In studies addressing the impact of follicle monitoring on fertility outcome, it was reported that the fertilization rate increases when the follicular diameter is > 10 mm, and this criterion is also regarded as predicting mature oocytes in ultrasound follicle monitoring [28]. In the current study we drew the follicle samples in two groups based on a mean follicle diameter greater than or less than 10 mm, and further estimated the reliability of measurement obtained by the automated model in both single and multiple follicle cycles. Interestingly, we found that the automated model was conducive to follicle diameter measurement which was ≥ 10 mm. The accurate measurement rate of follicles in multiple follicle cycles was higher than single follicle cycles because the boundary of the follicle diameter ≥ 10 mm is more distinct. It was noted that automated software had inferior performance in follicle diameters < 10 mm in multiple follicle cycles. Follicle overcrowding can cause follicle compression and elongation in one plane, and errors in the measurement of diameters will be exacerbated because of confusion and subjectivity of 2D diameter measurements of follicles in multiple follicle development during COH cycles [29]. In the early stage of follicle development in multiple follicle cycles the emphasis of an AI-assisted model of ultrasound follicle monitoring should be follicle counting, while during the late stage of follicle development, it should be the precise segmentation of follicles ≥ 10 mm.

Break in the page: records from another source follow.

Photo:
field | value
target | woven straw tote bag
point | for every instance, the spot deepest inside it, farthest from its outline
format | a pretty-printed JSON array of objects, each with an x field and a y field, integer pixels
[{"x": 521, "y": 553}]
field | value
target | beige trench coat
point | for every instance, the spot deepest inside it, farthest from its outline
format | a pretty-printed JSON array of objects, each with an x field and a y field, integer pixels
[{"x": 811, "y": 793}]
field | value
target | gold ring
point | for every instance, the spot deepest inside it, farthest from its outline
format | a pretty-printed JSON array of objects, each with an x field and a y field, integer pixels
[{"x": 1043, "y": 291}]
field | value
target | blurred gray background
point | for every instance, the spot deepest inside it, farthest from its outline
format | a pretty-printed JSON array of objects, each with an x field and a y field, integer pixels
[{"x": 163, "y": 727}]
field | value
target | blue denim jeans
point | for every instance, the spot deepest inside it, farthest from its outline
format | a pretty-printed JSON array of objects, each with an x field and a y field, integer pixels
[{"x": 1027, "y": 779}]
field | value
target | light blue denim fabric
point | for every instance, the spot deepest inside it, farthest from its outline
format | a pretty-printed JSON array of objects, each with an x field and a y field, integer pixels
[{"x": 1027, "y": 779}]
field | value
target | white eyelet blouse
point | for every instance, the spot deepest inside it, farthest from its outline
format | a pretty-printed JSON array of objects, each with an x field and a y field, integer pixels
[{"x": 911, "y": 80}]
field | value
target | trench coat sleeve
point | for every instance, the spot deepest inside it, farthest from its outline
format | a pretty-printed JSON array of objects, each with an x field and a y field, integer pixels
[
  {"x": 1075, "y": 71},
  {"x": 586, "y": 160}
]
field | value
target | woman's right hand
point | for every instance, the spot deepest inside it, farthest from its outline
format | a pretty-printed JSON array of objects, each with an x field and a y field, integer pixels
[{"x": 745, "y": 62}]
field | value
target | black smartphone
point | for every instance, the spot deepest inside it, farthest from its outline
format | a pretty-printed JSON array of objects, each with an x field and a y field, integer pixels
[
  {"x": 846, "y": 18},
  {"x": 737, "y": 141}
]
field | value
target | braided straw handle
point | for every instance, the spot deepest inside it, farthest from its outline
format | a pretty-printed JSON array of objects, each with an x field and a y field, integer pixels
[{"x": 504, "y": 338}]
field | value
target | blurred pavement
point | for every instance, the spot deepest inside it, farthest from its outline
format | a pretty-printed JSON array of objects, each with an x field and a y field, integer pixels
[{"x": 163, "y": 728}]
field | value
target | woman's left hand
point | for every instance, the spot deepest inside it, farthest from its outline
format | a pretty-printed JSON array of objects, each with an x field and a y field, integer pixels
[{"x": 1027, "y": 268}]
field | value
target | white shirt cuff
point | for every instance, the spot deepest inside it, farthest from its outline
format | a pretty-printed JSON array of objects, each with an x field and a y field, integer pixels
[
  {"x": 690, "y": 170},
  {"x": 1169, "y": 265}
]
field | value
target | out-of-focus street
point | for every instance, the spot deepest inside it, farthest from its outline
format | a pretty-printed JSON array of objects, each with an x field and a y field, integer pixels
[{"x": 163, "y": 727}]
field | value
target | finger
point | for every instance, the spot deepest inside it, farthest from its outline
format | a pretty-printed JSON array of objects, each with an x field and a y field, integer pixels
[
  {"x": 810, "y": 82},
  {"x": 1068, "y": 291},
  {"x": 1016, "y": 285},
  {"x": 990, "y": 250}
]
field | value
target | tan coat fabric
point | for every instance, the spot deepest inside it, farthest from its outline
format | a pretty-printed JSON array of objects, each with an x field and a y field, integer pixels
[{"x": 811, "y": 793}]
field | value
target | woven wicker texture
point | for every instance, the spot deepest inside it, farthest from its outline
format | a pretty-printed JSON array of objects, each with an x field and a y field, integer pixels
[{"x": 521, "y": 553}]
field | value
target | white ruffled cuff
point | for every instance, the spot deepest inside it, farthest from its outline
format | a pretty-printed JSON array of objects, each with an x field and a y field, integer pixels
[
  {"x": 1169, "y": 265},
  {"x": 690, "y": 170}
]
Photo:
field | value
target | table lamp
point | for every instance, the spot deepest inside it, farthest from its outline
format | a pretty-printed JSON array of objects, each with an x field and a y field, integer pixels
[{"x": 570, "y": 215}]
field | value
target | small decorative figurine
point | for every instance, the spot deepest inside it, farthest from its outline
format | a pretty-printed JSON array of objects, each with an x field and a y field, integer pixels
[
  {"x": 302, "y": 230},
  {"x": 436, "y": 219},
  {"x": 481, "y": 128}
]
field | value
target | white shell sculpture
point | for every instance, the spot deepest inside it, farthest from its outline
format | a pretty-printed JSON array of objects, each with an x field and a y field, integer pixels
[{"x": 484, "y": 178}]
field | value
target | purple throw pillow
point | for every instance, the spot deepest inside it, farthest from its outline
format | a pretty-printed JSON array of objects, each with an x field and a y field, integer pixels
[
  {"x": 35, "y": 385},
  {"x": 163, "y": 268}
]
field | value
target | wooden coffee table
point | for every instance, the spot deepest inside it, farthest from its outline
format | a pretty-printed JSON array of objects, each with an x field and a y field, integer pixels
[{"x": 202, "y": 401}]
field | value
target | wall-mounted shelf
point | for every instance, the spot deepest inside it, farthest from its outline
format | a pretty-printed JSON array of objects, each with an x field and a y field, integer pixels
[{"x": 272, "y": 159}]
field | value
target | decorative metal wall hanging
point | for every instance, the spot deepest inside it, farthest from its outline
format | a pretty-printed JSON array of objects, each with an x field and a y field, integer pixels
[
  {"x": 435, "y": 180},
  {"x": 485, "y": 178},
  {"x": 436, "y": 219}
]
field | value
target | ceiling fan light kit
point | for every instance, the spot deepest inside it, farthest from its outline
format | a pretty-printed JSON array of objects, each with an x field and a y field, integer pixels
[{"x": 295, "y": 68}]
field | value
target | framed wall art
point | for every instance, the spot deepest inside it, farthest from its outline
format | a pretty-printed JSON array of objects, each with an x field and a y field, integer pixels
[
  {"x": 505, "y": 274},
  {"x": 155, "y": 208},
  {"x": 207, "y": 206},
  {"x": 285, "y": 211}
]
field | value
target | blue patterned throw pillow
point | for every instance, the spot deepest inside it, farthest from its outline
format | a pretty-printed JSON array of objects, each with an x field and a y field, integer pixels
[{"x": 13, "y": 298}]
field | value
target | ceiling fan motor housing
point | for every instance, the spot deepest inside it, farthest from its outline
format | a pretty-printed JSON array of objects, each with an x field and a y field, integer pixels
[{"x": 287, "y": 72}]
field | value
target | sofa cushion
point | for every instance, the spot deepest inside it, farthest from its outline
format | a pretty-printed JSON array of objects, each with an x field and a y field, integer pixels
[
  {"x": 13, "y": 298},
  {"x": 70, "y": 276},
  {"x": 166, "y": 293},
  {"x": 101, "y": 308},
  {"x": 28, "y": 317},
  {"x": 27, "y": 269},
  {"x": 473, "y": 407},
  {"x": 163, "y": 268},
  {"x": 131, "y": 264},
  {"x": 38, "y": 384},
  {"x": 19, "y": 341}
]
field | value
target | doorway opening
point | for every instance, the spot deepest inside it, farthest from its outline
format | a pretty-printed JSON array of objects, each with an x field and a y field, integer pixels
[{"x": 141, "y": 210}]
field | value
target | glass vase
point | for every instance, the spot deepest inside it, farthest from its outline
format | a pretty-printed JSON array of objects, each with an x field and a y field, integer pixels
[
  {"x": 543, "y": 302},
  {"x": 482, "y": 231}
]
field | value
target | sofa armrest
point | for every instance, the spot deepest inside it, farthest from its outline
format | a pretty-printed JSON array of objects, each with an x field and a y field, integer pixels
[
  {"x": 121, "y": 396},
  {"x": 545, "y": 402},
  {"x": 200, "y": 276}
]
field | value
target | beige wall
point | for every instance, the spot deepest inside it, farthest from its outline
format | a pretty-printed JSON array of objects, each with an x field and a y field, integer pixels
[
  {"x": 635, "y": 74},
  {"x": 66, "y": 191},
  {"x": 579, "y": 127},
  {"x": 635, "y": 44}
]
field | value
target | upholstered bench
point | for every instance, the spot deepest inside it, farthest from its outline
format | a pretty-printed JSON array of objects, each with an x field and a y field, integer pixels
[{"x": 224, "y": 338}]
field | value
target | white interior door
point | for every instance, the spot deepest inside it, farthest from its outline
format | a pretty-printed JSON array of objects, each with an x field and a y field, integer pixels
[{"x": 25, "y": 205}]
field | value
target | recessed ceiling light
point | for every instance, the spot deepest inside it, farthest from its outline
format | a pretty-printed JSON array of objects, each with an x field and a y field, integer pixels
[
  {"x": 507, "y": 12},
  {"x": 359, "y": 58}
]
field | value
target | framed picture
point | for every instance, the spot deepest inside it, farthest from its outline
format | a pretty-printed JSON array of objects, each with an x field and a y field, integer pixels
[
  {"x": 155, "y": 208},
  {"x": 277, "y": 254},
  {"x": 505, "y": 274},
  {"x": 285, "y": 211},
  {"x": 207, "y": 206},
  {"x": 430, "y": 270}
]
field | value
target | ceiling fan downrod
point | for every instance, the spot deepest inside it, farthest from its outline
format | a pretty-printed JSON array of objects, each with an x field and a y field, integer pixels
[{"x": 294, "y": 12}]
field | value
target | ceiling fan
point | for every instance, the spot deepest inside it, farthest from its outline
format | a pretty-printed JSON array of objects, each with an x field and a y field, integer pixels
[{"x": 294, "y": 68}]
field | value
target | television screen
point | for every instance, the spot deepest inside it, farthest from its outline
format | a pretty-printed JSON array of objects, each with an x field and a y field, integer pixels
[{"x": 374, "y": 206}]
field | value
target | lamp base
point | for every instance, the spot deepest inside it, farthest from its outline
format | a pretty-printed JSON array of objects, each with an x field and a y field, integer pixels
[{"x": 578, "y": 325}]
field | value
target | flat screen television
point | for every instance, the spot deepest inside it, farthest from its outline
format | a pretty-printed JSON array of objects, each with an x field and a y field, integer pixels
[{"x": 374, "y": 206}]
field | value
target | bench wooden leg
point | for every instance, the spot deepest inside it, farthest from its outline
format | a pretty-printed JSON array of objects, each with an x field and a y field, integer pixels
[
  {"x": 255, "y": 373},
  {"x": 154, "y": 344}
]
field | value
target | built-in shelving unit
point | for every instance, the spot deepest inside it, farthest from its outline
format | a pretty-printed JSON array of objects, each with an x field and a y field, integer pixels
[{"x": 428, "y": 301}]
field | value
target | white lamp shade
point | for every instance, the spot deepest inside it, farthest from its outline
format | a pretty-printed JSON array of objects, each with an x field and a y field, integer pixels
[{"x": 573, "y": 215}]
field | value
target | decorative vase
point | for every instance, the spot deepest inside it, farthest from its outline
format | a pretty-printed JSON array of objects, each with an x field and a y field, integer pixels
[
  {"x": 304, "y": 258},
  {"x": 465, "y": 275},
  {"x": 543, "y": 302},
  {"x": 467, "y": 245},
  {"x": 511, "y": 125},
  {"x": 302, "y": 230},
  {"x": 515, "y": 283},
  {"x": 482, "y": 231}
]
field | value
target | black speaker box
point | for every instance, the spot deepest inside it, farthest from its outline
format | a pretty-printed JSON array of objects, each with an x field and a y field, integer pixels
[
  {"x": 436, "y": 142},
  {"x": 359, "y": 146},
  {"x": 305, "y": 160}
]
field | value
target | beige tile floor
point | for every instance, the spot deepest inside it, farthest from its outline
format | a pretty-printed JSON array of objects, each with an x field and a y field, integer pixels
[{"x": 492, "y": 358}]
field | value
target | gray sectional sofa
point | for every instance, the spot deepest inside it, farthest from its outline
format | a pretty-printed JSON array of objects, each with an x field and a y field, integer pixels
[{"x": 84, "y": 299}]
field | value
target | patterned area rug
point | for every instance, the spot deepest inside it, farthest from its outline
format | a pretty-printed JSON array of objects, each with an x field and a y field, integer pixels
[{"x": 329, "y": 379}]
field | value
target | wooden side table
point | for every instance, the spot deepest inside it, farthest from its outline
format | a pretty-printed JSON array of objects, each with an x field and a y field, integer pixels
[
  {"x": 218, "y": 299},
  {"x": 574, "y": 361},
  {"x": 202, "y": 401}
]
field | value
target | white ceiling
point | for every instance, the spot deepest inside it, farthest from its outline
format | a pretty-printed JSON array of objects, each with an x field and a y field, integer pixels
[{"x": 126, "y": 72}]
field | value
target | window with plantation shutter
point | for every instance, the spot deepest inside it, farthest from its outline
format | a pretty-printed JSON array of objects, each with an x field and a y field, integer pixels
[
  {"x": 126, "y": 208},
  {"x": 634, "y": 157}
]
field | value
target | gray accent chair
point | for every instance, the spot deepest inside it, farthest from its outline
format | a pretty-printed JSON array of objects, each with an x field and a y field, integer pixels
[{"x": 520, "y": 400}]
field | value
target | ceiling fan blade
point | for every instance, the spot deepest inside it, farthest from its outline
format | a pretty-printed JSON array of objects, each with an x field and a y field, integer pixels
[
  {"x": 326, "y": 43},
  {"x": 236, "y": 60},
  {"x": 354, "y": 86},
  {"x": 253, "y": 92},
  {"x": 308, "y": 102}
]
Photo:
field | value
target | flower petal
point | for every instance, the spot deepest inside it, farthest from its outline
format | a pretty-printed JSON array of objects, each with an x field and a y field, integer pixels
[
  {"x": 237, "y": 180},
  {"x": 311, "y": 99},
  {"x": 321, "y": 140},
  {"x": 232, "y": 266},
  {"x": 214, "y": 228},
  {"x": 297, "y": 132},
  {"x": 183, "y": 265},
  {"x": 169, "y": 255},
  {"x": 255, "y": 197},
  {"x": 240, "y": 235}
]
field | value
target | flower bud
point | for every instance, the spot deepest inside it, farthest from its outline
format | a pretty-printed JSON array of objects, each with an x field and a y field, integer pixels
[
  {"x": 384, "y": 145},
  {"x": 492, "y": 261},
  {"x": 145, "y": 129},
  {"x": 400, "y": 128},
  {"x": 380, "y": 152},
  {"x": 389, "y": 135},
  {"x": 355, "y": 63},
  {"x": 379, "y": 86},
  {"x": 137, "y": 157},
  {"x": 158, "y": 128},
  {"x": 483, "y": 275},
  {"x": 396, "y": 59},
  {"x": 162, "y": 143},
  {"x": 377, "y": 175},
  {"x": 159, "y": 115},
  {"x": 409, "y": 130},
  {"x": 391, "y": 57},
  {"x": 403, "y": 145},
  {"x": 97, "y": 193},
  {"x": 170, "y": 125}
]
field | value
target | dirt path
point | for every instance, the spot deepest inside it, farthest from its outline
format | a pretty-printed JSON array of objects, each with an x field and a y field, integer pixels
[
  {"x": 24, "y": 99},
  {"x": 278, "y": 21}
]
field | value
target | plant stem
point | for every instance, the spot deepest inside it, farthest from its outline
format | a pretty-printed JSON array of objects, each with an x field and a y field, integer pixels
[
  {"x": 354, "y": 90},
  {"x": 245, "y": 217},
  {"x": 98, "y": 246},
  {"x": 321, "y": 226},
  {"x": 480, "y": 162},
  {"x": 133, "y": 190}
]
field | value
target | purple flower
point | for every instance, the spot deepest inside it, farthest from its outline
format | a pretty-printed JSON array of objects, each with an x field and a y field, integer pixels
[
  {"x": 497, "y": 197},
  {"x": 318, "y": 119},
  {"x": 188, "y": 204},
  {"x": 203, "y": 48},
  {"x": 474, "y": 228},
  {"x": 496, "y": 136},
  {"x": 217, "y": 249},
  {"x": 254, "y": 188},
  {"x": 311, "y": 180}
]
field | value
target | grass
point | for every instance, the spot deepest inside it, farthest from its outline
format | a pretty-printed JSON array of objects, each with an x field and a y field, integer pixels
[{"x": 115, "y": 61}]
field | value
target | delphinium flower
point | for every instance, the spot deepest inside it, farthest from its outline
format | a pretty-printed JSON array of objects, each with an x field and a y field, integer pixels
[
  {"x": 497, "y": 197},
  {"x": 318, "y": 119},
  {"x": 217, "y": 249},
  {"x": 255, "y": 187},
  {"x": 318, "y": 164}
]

There were some limitations in our study. The model was verified in a single center, rather than in a multi-center setting. In addition, the image quality was not quantitatively evaluated. Because the automated model was proved to be more applicable to follicles ≥ 10 mm, the performance of deep learning-based segmentation in small follicle tracking and counting was not considered. Continuous improvement of the algorithm will be performed in our corollary studies.
Conclusion
An automated model for 2D ultrasound follicle monitoring, which avoids inter- or intra-observer variation, provides a reliable technique for the novice to improve monitoring accuracy, feasibility, and repeatability, especially in multiple follicle cycles. The automated model for 2D ultrasound follicle monitoring belongs to a class of automated systems that may be useful for ensuring consistency of repeated ovarian follicle diameter measurements, standardize measurement criteria for large cohort studies, and improve the quality of data collection.